As COVID-19 moved 80 percent of call center agents to work-from-home environments, the pandemic “has put customer service reps under pressure they’ve likely never experienced before,” said Jackson.

According to Wharton, consumers increased online shopping by 37 percent; the appeal of loyalty benefits stayed mostly the same before and midway through the pandemic, and customers who attempted to return an item experienced a problem 69 percent of the time.

According to an online study commissioned by PayPal and conducted by Netfluential in July, 35 percent of college students plan to spend more on back-to-school; 35 percent will spend the same as last year; 20 percent will spend less, and 5 percent don’t know either way.

The study also showed that 40 percent of parents of students in kindergarten through grade 12 plan to spend more this year on b-t-s than last year; 45 percent will spend the same, and 11 percent will spend less, leaving 4 percent unsure.

The study polled 600 college students and 1,200 parents of K-12 students in July across the country, including 600 parents of elementary school students; 300 of middle school students, and 300 parents of high school students.

First-year college students will spend $732 on average, compared to $444 among K-12 parents, according to PayPal and Netfluential.

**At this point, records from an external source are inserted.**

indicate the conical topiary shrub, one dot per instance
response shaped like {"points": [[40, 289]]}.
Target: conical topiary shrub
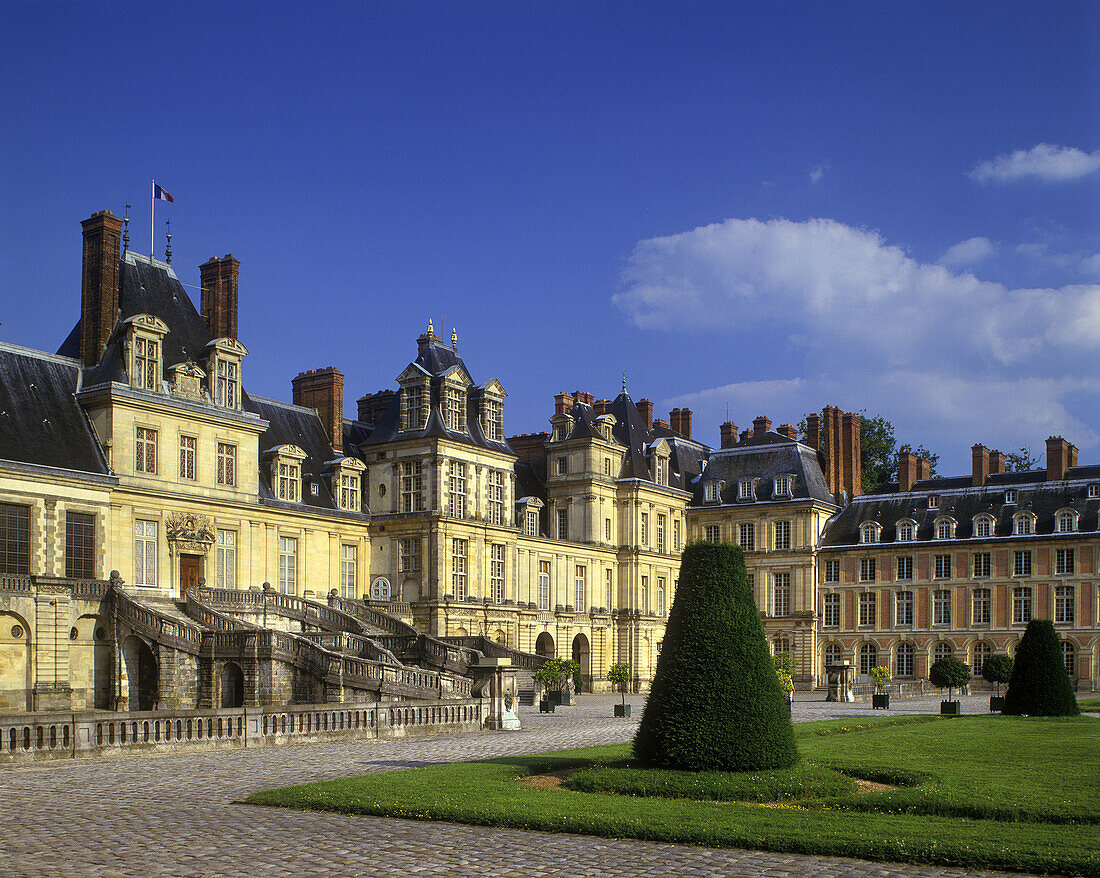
{"points": [[1040, 686], [715, 702]]}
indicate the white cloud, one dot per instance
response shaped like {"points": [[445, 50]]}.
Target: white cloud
{"points": [[969, 252], [1044, 161], [946, 357]]}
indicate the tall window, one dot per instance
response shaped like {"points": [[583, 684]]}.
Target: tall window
{"points": [[1064, 604], [496, 573], [459, 569], [903, 660], [145, 553], [411, 486], [868, 658], [187, 457], [79, 545], [903, 607], [226, 559], [229, 383], [144, 450], [981, 654], [543, 584], [349, 570], [782, 603], [287, 564], [410, 556], [942, 607], [495, 497], [458, 490], [980, 606], [867, 569], [227, 464], [1021, 605], [867, 608], [146, 363], [288, 482]]}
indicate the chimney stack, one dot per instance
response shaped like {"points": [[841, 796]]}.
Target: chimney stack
{"points": [[322, 390], [99, 284], [218, 302], [980, 468], [728, 432]]}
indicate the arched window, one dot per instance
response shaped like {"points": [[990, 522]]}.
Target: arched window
{"points": [[868, 658], [903, 660], [981, 654]]}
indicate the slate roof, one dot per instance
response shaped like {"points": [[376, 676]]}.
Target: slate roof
{"points": [[41, 423], [436, 360], [762, 458], [960, 501]]}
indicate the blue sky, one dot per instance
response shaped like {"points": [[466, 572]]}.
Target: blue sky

Those figures appear less bullish than what the National Retail Federation forecasts for b-t-s. NRF predicted that parents with children in elementary through high school plan to spend an average of $789.49 and that college students and their families expect to spend an average $1,059.20. The spending increases for b-t-s will be due to consumers buying technology and home furnishings to facilitate learning at home, reducing their budgets for b-t-s apparel, which costs far less than hard goods.